Diverging Fates - Travelling Circus People in Europe under National Socialism

Turcho Chukoev, a Bulgarian Roma circus musician, with family.
Turcho Chukoev, a Bulgarian Roma circus musician, with family. This photo is courtesy of the Ludmila Zhivkova family collection.
Project Partner
Department for Media Studies, University of Stockholm (SE) / Museum Europäischer Kulturen - Staatliche Museen zu Berlin (DE) / Gesellschaft der Circusfreunde e.V. (DE) / Rutgers University (USA) / The International Tracing Service (DE)

This two-year project, with an international team of researchers, examined the under-researched histories and divergent fates of circus owners, families, and performers under National Socialism in a comparative approach on a European level. It documented their lives, the discrimination, persecution and deaths of travelling circus people, and also their survival strategies.

The project's interactive webpage presents the research results and includes images and video clips of testimonies, other life stories and recordings of circus life from the 1930s and 1940s. Students are invited to read the short biographies on European circus people during WWII and to highlight which kind of security strategies minority groups developed to survive. By doing this within a precise chronology, they will have to take into account contexts, geographical area, identities, gender, family structures, life courses.

As mentioned on the website, "Life stories are a strong pedagogical tool to deepen a better understanding of Europe during the 1930’s and 1940’s, and to develop tolerance and empathy among young generation, and offer a new general understanding of marginalized communities’ security strategies."

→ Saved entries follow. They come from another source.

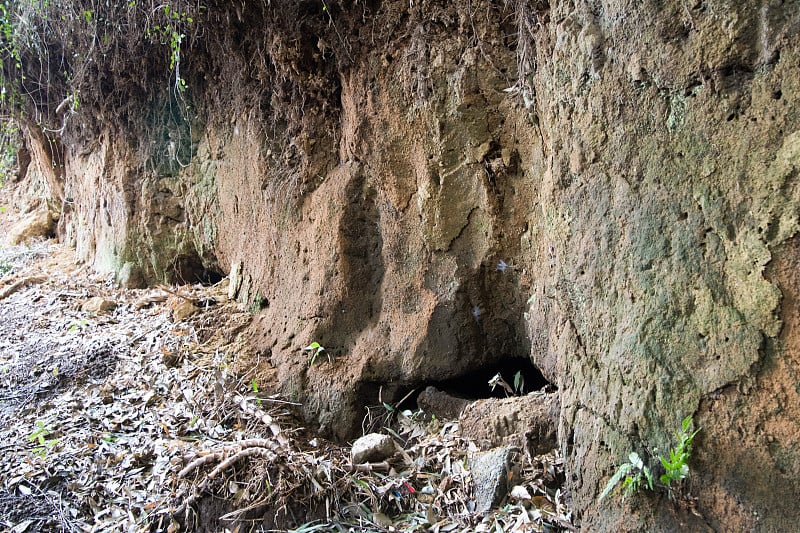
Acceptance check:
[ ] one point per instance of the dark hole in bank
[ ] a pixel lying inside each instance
(475, 385)
(190, 270)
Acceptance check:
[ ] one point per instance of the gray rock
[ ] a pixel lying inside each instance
(130, 276)
(372, 447)
(492, 473)
(98, 305)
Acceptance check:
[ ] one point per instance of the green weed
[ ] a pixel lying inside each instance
(38, 436)
(315, 349)
(635, 475)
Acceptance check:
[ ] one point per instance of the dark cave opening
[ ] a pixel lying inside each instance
(476, 385)
(190, 269)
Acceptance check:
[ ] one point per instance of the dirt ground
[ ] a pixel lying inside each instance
(115, 416)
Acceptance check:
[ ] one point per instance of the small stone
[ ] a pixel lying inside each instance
(491, 472)
(130, 277)
(371, 448)
(39, 223)
(235, 283)
(98, 305)
(183, 309)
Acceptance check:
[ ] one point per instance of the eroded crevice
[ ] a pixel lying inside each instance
(517, 373)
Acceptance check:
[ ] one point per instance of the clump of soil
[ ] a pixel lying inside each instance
(125, 419)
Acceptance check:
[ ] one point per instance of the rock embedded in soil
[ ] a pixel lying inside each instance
(528, 422)
(183, 309)
(372, 447)
(440, 404)
(492, 472)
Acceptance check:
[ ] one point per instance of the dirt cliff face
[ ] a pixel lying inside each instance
(607, 188)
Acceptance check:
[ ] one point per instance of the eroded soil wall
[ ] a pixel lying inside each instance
(608, 188)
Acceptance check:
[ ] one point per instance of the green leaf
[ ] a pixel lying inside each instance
(615, 479)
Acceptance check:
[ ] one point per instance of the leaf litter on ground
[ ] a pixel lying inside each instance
(127, 421)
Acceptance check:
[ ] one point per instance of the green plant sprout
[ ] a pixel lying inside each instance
(254, 386)
(637, 475)
(676, 468)
(316, 349)
(38, 435)
(519, 384)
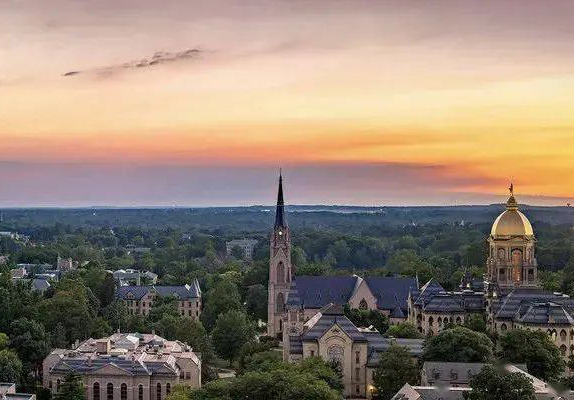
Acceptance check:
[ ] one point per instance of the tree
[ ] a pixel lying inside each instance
(404, 330)
(493, 383)
(536, 350)
(256, 302)
(30, 341)
(366, 318)
(394, 370)
(72, 388)
(458, 344)
(218, 300)
(231, 332)
(3, 341)
(10, 366)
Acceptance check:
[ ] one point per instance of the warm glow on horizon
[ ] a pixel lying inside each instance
(474, 99)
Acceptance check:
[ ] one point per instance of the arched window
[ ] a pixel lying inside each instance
(280, 272)
(336, 353)
(110, 391)
(280, 303)
(96, 391)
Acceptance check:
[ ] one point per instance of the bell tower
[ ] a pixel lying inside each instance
(280, 270)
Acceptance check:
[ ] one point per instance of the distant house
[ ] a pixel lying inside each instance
(127, 277)
(8, 392)
(139, 299)
(247, 245)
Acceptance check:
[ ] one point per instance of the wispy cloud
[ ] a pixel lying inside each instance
(159, 57)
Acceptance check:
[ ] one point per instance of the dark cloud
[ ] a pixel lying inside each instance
(160, 57)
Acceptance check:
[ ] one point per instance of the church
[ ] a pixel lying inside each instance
(306, 312)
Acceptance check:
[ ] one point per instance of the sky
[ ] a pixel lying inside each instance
(145, 102)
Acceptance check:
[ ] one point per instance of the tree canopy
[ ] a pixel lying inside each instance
(458, 344)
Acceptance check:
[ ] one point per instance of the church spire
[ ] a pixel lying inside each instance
(280, 221)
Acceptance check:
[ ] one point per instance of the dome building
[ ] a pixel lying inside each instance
(511, 261)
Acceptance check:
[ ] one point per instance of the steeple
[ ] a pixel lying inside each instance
(280, 221)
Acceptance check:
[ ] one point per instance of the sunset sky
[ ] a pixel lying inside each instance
(141, 102)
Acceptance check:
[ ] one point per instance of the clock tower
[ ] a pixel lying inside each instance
(280, 270)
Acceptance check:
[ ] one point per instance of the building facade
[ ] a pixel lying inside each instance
(140, 299)
(125, 367)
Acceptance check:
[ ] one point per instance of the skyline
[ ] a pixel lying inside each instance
(362, 102)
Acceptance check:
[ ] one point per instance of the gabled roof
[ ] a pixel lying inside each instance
(318, 291)
(182, 292)
(390, 290)
(431, 288)
(544, 314)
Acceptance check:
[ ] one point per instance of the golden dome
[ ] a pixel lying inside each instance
(512, 222)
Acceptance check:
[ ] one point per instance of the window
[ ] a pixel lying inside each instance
(336, 353)
(96, 391)
(110, 391)
(280, 302)
(124, 391)
(280, 272)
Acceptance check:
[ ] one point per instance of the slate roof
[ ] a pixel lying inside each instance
(192, 291)
(544, 314)
(331, 315)
(391, 290)
(318, 291)
(508, 306)
(430, 289)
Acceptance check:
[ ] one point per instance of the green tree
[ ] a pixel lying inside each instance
(404, 330)
(395, 368)
(493, 383)
(218, 300)
(536, 350)
(256, 302)
(458, 344)
(10, 366)
(232, 330)
(71, 388)
(30, 341)
(3, 341)
(366, 318)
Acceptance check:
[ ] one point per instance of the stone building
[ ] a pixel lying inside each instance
(247, 245)
(125, 367)
(139, 299)
(304, 296)
(329, 334)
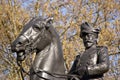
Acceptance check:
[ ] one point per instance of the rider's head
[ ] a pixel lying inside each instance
(89, 35)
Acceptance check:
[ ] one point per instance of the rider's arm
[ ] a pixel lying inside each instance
(103, 63)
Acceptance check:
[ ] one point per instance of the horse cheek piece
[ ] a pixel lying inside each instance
(39, 35)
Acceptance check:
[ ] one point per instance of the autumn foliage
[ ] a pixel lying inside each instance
(68, 15)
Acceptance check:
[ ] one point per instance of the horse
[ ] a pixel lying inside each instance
(39, 35)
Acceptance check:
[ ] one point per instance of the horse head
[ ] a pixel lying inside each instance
(34, 36)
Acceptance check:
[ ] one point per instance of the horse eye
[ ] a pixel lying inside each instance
(37, 27)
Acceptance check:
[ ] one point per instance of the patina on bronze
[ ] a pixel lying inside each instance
(94, 62)
(39, 35)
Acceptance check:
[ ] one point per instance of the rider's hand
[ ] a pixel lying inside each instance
(20, 56)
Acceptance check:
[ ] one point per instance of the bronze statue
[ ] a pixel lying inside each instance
(94, 62)
(40, 36)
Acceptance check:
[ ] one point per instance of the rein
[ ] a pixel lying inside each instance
(56, 75)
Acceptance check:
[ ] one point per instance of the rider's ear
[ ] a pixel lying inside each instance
(49, 22)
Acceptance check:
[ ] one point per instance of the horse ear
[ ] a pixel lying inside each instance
(49, 21)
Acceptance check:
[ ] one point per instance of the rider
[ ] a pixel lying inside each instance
(94, 62)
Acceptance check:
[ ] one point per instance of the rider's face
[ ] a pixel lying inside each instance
(89, 39)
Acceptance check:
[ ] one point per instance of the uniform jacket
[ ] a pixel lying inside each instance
(96, 61)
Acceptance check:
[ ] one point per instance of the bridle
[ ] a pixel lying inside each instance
(30, 48)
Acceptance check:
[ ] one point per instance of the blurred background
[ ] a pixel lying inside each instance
(68, 15)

Some of the life stories, as discussed on the website, are below:

Brothers Blumenfeld: The Fall of a Jewish Horse Circus Dynasty

The Blumenfeld Brothers Alex [real name Emanuel] (1885-1942), Alfons (1887-1942), and Arthur (1889-1951), as well as their eight further siblings came from a widespread German-Jewish travelling circus family. The three directors played a leading part in the program: Alfons with a liberty horse act, Arthur with two trained bulls, and Alex with a high school dressage on his famous horse “Puppchen” (Little Doll), which danced to operetta melodies.

Paula Busch: The Grande Dame of German Circus as Crisis Manager in Dark Times

As a prominent circus director, tireless crisis manager, and author of numerous novels, stage plays and circus pantomimes, Paula Busch occupies an outstanding place in German circus history. 

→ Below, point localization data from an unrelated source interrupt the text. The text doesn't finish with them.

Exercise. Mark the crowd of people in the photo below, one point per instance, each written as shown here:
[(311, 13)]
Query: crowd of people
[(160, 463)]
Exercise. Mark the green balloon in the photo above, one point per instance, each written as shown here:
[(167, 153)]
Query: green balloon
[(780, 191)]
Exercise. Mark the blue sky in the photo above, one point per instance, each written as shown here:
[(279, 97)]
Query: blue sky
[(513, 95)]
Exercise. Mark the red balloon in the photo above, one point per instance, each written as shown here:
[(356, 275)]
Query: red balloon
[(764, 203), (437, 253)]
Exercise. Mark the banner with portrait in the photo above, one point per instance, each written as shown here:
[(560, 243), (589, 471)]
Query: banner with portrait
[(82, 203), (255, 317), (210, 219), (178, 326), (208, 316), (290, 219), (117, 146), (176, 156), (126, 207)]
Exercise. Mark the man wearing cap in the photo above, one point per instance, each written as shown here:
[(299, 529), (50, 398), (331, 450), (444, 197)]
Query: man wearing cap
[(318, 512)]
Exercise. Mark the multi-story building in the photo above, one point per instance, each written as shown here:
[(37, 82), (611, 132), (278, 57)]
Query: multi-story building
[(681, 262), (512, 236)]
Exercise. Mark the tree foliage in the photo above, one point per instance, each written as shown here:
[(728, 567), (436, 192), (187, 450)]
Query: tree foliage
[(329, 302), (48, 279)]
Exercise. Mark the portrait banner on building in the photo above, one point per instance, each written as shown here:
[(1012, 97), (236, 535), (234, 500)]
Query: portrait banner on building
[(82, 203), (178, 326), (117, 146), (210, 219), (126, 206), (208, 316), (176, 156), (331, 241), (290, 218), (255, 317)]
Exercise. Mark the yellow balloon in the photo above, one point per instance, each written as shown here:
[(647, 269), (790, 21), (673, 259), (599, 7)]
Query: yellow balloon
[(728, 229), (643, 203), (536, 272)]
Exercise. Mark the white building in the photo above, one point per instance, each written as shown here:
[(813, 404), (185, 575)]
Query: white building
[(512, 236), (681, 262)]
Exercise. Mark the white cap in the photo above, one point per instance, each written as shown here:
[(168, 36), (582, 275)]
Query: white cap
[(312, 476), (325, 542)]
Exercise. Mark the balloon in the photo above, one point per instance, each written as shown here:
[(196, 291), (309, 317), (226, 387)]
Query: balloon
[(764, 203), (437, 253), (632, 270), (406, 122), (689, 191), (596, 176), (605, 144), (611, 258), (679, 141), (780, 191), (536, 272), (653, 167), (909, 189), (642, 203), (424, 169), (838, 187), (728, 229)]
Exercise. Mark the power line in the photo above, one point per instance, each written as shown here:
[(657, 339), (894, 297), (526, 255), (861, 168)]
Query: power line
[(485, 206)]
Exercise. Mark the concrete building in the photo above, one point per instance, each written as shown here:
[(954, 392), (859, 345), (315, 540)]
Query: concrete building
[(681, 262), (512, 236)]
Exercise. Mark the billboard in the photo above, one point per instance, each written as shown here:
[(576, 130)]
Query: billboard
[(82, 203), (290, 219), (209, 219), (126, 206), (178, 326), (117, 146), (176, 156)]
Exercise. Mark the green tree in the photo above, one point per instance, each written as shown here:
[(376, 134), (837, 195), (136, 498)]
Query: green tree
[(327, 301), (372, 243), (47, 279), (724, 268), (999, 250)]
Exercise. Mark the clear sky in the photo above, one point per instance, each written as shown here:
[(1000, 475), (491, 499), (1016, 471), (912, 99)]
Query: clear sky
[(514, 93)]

James Samuel Wonja Michael: From the Moroccan Tumbling Troupe to the French Foreign Legion

James Michael was born in Berlin in 1916. At the age of twelve, James Michael joined the Moroccan tumbling troupe “10 Abdullah Ben Mohamed Bonamannes”, where he received a training as an ‘Arabic’ acrobat on top of a human pyramid.


In cooperation with the European Circus Association, local circus associations and museums in various countries, the project was presented to a wider public.